Wasteland
Post-nuclear party
Interplay's Wasteland created the post-apocalyptic RPG template that would later inspire Fallout, featuring party-based combat and a persistent, reactive world.
Overview
Wasteland dropped a party of Desert Rangers into post-nuclear Arizona with minimal guidance and maximum consequence. The world remembered your actions—destroyed buildings stayed destroyed, killed NPCs stayed dead. Combat was tactical and lethal. The game established the post-apocalyptic RPG template that Interplay would later refine into Fallout.
Fast facts
- Developer: Interplay.
- Director: Brian Fargo.
- Designers: Alan Pavlish, Michael A. Stackpole.
- Setting: post-nuclear American Southwest.
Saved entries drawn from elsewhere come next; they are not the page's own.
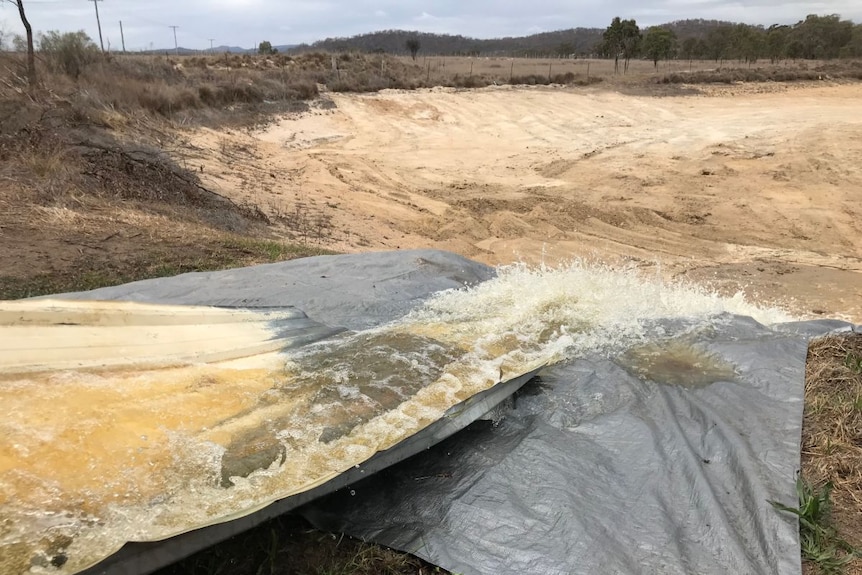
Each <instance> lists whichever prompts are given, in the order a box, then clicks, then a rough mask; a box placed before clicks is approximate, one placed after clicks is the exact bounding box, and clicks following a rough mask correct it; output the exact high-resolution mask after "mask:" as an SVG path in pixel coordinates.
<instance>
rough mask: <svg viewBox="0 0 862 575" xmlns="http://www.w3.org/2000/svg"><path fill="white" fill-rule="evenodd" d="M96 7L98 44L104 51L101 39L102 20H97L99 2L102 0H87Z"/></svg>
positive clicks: (103, 42) (96, 21) (96, 24)
mask: <svg viewBox="0 0 862 575" xmlns="http://www.w3.org/2000/svg"><path fill="white" fill-rule="evenodd" d="M89 1H90V2H92V3H93V6H95V7H96V25H97V26H98V27H99V45H100V46H101V47H102V52H104V51H105V43H104V42H103V41H102V22H101V21H100V20H99V2H102V0H89Z"/></svg>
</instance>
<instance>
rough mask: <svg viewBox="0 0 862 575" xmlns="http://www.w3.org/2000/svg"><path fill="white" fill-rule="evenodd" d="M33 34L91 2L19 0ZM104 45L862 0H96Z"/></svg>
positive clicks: (157, 45)
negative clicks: (505, 0) (409, 0)
mask: <svg viewBox="0 0 862 575" xmlns="http://www.w3.org/2000/svg"><path fill="white" fill-rule="evenodd" d="M0 3H2V5H3V9H2V11H0V23H2V28H3V29H4V30H6V31H7V32H15V33H20V32H22V31H23V27H22V26H21V23H20V21H19V20H18V13H17V10H16V8H15V6H13V5H12V4H9V3H8V2H4V1H3V0H0ZM24 5H25V7H26V9H27V14H28V17H29V19H30V22H31V24H32V25H33V29H34V30H36V31H40V30H41V31H46V30H62V31H74V30H85V31H86V32H87V33H88V34H89V35H90V37H92V38H93V39H94V40H96V41H97V42H98V37H99V36H98V29H97V28H96V14H95V10H94V4H93V1H92V0H24ZM99 13H100V15H101V20H102V32H103V35H104V39H105V47H106V48H107V47H108V44H110V47H111V49H119V48H120V25H119V22H120V20H122V22H123V29H124V32H125V38H126V48H127V49H129V50H141V49H150V48H166V47H173V45H174V38H173V31H172V30H171V29H170V28H169V26H174V25H175V26H179V28H178V29H177V39H178V42H179V45H180V46H182V47H186V48H198V49H202V48H209V46H210V42H209V39H210V38H212V39H214V44H215V45H216V46H219V45H229V46H242V47H245V48H251V47H254V46H257V44H258V43H259V42H260V41H262V40H269V41H270V42H272V44H273V45H281V44H300V43H303V42H309V43H310V42H314V41H315V40H321V39H324V38H328V37H333V36H352V35H355V34H361V33H363V32H373V31H376V30H387V29H403V30H420V31H424V32H436V33H448V34H462V35H464V36H472V37H475V38H494V37H500V36H523V35H527V34H533V33H535V32H543V31H551V30H561V29H564V28H573V27H579V26H583V27H605V26H607V25H608V23H609V22H610V20H611V18H613V17H614V16H617V15H619V16H621V17H623V18H636V19H637V21H638V24H640V25H641V26H649V25H653V24H662V23H664V22H669V21H673V20H681V19H685V18H706V19H718V20H731V21H735V22H747V23H751V24H773V23H782V24H792V23H794V22H797V21H798V20H801V19H803V18H804V17H805V15H806V14H833V13H837V14H841V15H842V16H843V17H844V18H849V19H851V20H853V21H854V22H857V23H859V22H862V1H860V0H641V1H637V0H610V1H605V0H530V1H526V2H523V1H518V2H515V1H512V0H506V1H499V0H498V1H493V0H444V1H436V2H430V1H425V2H409V1H404V0H294V1H292V2H276V1H274V0H268V1H265V0H101V1H100V2H99Z"/></svg>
- System: skill-based, no classes.
- Legacy: spiritual predecessor to Fallout.
Persistent world
Innovation through consequence:
- State saves to disk: changes permanent.
- NPC death: killed characters stayed dead.
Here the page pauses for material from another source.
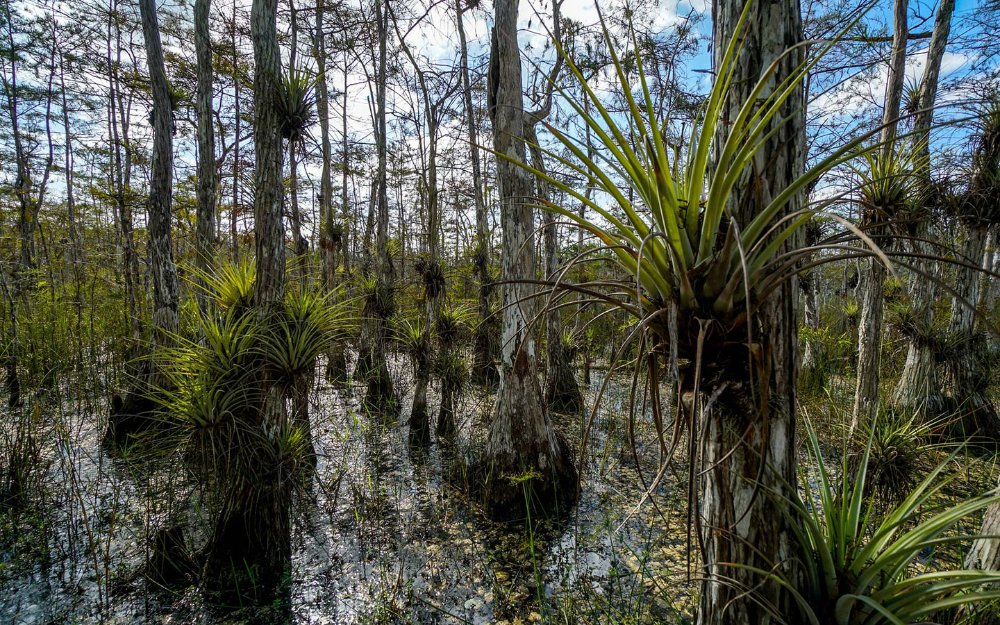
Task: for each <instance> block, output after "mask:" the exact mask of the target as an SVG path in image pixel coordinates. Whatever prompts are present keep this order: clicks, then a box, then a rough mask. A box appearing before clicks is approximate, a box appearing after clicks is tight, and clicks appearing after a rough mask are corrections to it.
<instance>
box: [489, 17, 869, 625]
mask: <svg viewBox="0 0 1000 625" xmlns="http://www.w3.org/2000/svg"><path fill="white" fill-rule="evenodd" d="M713 16H714V17H715V18H716V20H717V22H716V29H715V34H716V42H715V44H716V67H715V77H716V79H715V84H714V85H713V87H712V89H711V92H710V93H709V96H708V98H707V103H706V105H705V107H704V110H703V112H702V114H701V117H700V118H699V119H698V123H696V124H695V125H694V128H693V130H692V132H691V134H690V136H689V137H687V138H686V144H685V140H684V139H683V138H682V139H680V140H679V141H678V143H679V144H680V145H675V144H672V143H668V139H667V138H666V135H667V134H668V131H669V130H670V121H671V120H665V119H663V118H662V115H661V112H660V111H659V110H657V108H656V105H655V104H654V102H655V99H654V97H653V95H652V93H651V90H650V87H649V84H648V83H647V80H646V75H645V73H644V70H643V65H642V59H641V56H640V55H639V54H638V53H635V54H634V58H632V59H627V61H628V63H626V60H623V59H621V58H620V57H619V56H618V55H617V54H616V52H615V46H614V43H613V40H612V37H611V36H610V34H608V32H607V30H605V40H606V42H607V44H608V48H609V50H610V51H611V59H612V67H613V70H614V71H615V73H616V76H617V79H618V85H616V87H618V88H619V89H620V90H621V93H623V94H624V97H625V102H626V109H625V112H624V113H612V112H610V111H609V110H608V108H606V107H605V106H604V105H603V104H602V101H601V96H600V95H599V94H598V93H597V92H595V91H594V89H593V88H592V87H591V86H590V85H589V84H588V82H587V80H586V79H585V77H584V74H583V73H582V71H581V70H580V69H579V68H578V67H577V66H576V65H575V64H574V63H573V61H572V59H571V58H569V57H568V56H567V58H566V64H567V66H568V68H569V70H570V72H571V73H572V74H573V75H574V76H575V77H576V79H577V82H578V86H579V88H580V89H581V90H582V92H583V94H584V95H583V97H585V98H587V100H588V102H589V104H590V106H589V107H587V108H585V103H584V102H581V101H578V100H577V99H576V98H574V97H573V96H572V95H571V93H570V92H569V91H568V90H564V89H560V88H558V87H557V91H558V92H559V93H560V95H561V96H562V98H563V102H564V104H565V106H567V107H568V108H570V109H572V110H573V111H574V112H575V114H576V116H577V117H578V118H579V119H580V120H581V121H582V123H583V124H584V125H585V127H586V128H588V129H589V131H590V133H591V135H592V136H593V137H594V138H595V143H596V147H597V150H596V153H590V152H589V151H585V150H584V149H582V148H581V146H580V142H579V141H578V140H577V139H576V138H575V137H573V136H571V135H570V134H567V133H566V132H563V131H562V130H560V129H559V128H557V127H555V126H554V125H552V124H549V123H546V124H545V127H546V129H547V130H548V131H549V132H550V133H551V135H552V136H553V137H555V139H556V140H557V141H558V143H559V148H560V150H562V151H561V152H556V151H552V150H546V151H545V153H546V156H547V157H548V158H550V159H553V160H555V161H556V162H558V163H560V165H561V166H562V168H564V169H567V170H570V171H572V172H573V173H575V174H577V175H578V177H580V178H583V179H588V180H593V181H594V184H595V185H596V187H597V189H598V190H599V191H600V192H601V193H600V194H591V193H584V192H581V191H580V190H578V189H575V188H573V187H572V186H570V185H569V184H567V183H565V182H564V181H562V180H560V179H558V178H556V177H555V176H552V175H549V174H547V173H546V172H544V171H541V170H540V169H539V168H536V167H529V166H527V165H524V164H523V162H520V161H516V159H513V158H511V157H510V156H509V155H508V154H506V153H503V152H502V151H500V150H497V152H496V154H497V157H498V159H499V160H500V161H501V162H502V161H504V160H509V161H515V162H517V163H518V165H520V166H521V167H524V168H525V169H528V170H529V171H531V172H533V173H534V174H535V175H536V176H538V177H541V178H543V179H544V180H545V181H547V182H548V183H549V184H550V185H552V186H553V187H554V188H557V189H559V190H560V191H562V196H563V197H565V198H567V199H566V204H565V205H559V204H555V203H553V202H545V201H542V202H541V205H542V207H543V208H545V209H547V210H550V211H554V212H556V213H558V214H559V215H561V216H563V217H566V218H567V219H569V220H572V221H573V222H576V223H577V224H578V225H579V226H580V227H581V228H583V229H585V230H586V231H587V232H589V233H590V234H592V235H593V236H594V237H596V238H597V239H598V240H599V241H600V242H602V243H603V244H604V246H605V248H606V249H607V250H608V251H609V252H610V253H611V255H612V257H613V260H614V263H615V264H616V265H617V268H618V269H619V270H620V271H624V272H625V273H626V274H627V275H628V276H630V277H631V279H630V280H628V281H626V282H609V281H600V282H585V283H582V284H579V285H566V284H556V285H554V286H553V287H552V288H555V289H558V288H569V289H573V290H577V291H580V292H583V293H586V294H587V295H588V296H589V297H592V298H593V299H594V300H596V301H603V302H605V303H606V304H608V305H610V306H613V307H617V308H619V309H621V310H623V311H625V312H626V313H628V314H629V315H631V316H633V317H634V318H635V319H636V324H635V326H634V329H633V331H632V332H631V334H630V336H629V338H628V340H627V341H626V345H625V346H623V347H622V348H621V350H620V351H619V355H620V354H624V353H626V351H625V350H626V349H628V348H629V347H630V346H632V345H634V344H638V345H639V346H640V347H639V349H640V360H641V361H642V362H648V363H649V365H650V366H649V367H648V371H649V372H650V376H651V380H650V382H651V383H650V385H649V388H651V389H653V392H654V397H653V401H652V405H653V407H654V411H655V412H657V413H658V414H657V415H655V416H656V417H657V422H658V423H660V424H662V423H663V420H662V417H663V415H662V414H659V413H660V411H659V409H658V406H659V405H660V402H659V399H658V397H656V396H655V395H656V393H658V391H657V390H656V389H658V387H659V380H657V379H656V376H657V373H656V372H657V371H658V370H661V369H663V368H664V367H661V366H659V364H658V363H659V362H660V361H665V362H664V363H663V364H665V365H666V368H667V369H668V370H669V371H670V372H671V373H672V375H673V377H674V379H675V383H676V387H677V390H678V394H677V395H678V397H687V398H691V399H692V401H690V402H689V403H688V406H689V412H688V414H687V415H686V416H685V417H683V418H681V417H679V418H678V419H677V427H676V428H675V432H677V433H679V432H681V431H682V430H686V431H687V433H688V437H687V441H688V447H687V452H688V455H689V458H688V461H689V466H690V473H689V484H688V489H689V492H688V497H689V501H690V506H691V511H692V516H691V517H690V518H691V519H692V522H693V524H694V525H696V526H697V529H698V532H699V538H700V545H701V546H702V557H703V564H704V568H703V580H704V581H703V584H702V600H701V610H700V614H699V622H701V623H711V624H719V625H721V624H723V623H726V624H731V623H735V624H744V623H746V624H749V623H766V622H772V621H773V620H774V618H775V617H776V615H780V614H782V613H783V612H784V611H785V610H787V609H794V606H793V605H792V602H791V599H790V597H789V595H788V593H787V592H785V591H784V590H783V589H782V588H781V587H780V585H779V584H777V583H776V582H775V581H773V580H771V579H768V578H767V577H766V576H761V575H760V574H759V573H757V572H755V570H753V569H756V570H770V569H771V568H772V567H776V566H777V567H779V568H792V565H791V564H790V563H791V562H792V558H791V555H792V554H790V553H789V549H790V547H789V546H790V545H791V544H792V542H791V534H790V531H789V528H788V527H787V523H786V522H785V521H784V520H782V518H781V517H780V515H776V514H774V512H775V511H774V506H775V505H780V504H781V501H782V499H781V498H780V497H779V498H777V499H775V498H773V497H771V496H770V495H769V494H768V493H771V492H772V491H773V492H775V493H781V492H783V488H784V487H783V486H782V485H794V483H795V454H794V449H795V443H794V441H795V437H794V431H795V418H794V415H795V412H794V410H795V396H794V384H795V368H796V366H795V360H796V354H795V349H796V348H795V343H796V341H795V322H796V315H795V299H796V298H795V296H794V294H795V291H794V290H793V282H794V279H795V276H796V274H797V273H798V272H799V271H801V270H802V269H803V267H808V266H810V262H812V261H810V255H811V254H813V253H815V252H816V251H818V250H821V249H828V250H830V251H832V252H833V253H832V254H828V255H827V256H825V257H824V258H823V259H820V260H818V261H815V262H828V260H829V259H832V258H835V257H836V256H838V255H839V254H853V255H857V254H859V253H860V254H862V255H870V256H873V257H877V258H879V259H880V260H881V261H883V262H885V263H886V264H888V260H887V259H886V258H885V255H884V254H882V253H881V251H879V250H878V249H877V247H876V246H875V245H874V243H873V242H872V241H871V239H869V238H868V237H867V236H866V235H865V234H864V233H862V232H861V231H860V230H858V229H856V228H854V227H853V226H849V225H847V224H846V223H845V222H843V220H841V219H840V218H838V217H834V219H835V220H837V221H840V222H841V223H844V225H845V226H847V228H848V229H849V230H850V231H851V232H853V234H854V235H856V236H857V237H858V238H861V239H862V240H863V241H864V242H865V243H866V247H865V248H863V249H861V250H860V251H859V248H857V247H852V248H846V247H845V246H844V245H843V242H844V240H845V238H846V237H843V236H841V237H839V238H836V237H835V238H833V239H828V240H826V241H822V242H820V243H818V244H816V245H811V246H808V247H803V246H801V245H800V244H799V243H798V240H799V237H800V234H801V232H802V230H803V229H804V227H805V226H806V224H807V223H808V222H809V220H810V219H811V218H812V217H814V216H815V215H816V214H818V213H820V212H821V209H822V206H819V207H811V208H803V207H802V204H803V201H802V200H803V196H804V194H805V191H806V189H808V188H809V186H810V185H811V184H812V183H814V182H815V181H817V180H818V179H819V177H820V176H822V175H823V174H824V173H826V172H828V171H830V170H831V169H832V168H834V167H836V166H838V165H841V164H844V163H846V162H848V161H850V160H851V159H853V158H856V157H857V156H858V155H861V154H865V153H866V152H867V151H868V149H869V148H866V147H864V144H865V143H866V141H867V140H868V138H869V136H870V135H866V136H860V137H857V138H855V139H854V140H852V141H850V142H848V143H847V144H846V145H845V146H843V147H842V148H841V149H839V150H837V151H835V152H833V153H832V154H830V155H828V156H826V157H825V158H822V159H821V160H819V162H818V163H817V164H816V165H815V166H813V167H812V168H810V169H808V170H806V169H805V167H804V161H803V156H804V148H803V138H804V132H803V124H804V121H803V111H802V106H803V103H804V98H803V94H802V81H803V79H804V77H805V76H806V75H807V73H808V72H809V71H810V69H811V68H812V67H813V66H814V65H815V63H816V62H817V61H818V59H819V58H820V57H821V56H822V54H824V53H825V52H826V51H827V50H828V49H829V47H830V46H832V45H833V43H829V44H827V45H826V46H825V47H823V48H822V49H821V50H819V52H818V54H815V55H812V56H810V57H808V58H806V56H805V52H804V48H803V47H802V44H801V23H800V16H799V7H798V4H797V3H796V2H792V1H788V2H786V1H782V2H776V3H766V4H765V3H761V4H757V3H754V2H748V3H746V4H745V5H743V4H742V3H738V2H722V3H717V6H716V7H714V8H713ZM834 41H836V39H834ZM556 45H557V46H558V45H559V44H558V42H557V43H556ZM634 47H635V48H636V49H638V45H636V46H634ZM560 52H561V53H563V52H562V50H560ZM626 65H629V67H631V68H632V70H631V73H630V71H629V70H627V69H626ZM636 91H638V92H639V95H638V97H636V96H633V93H634V92H636ZM567 153H568V154H569V156H566V155H565V154H567ZM599 196H600V197H603V198H607V197H610V198H611V199H612V201H613V202H614V204H615V208H616V209H617V210H614V211H613V210H610V209H609V208H608V207H607V206H606V205H604V204H602V202H601V201H599V200H598V199H597V198H598V197H599ZM580 204H583V205H584V206H586V208H587V209H589V212H590V213H592V214H594V215H596V216H597V217H596V218H594V219H587V218H585V217H583V216H581V214H580V212H579V211H578V210H577V209H578V206H579V205H580ZM621 215H624V217H621ZM597 401H598V402H599V401H600V394H599V395H598V400H597ZM681 421H683V422H684V423H683V424H682V423H680V422H681ZM678 442H679V439H675V443H678Z"/></svg>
- Destroyed locations: no respawning.
- Multiple solutions: problems had various approaches.
The Fallout connection
From Wasteland to Fallout:
- Interplay: same company, shared staff.
- Themes: post-nuclear survival, dark humour.
- Design philosophy: player freedom, consequence.
- Spiritual sequel: Fallout couldn’t use Wasteland name.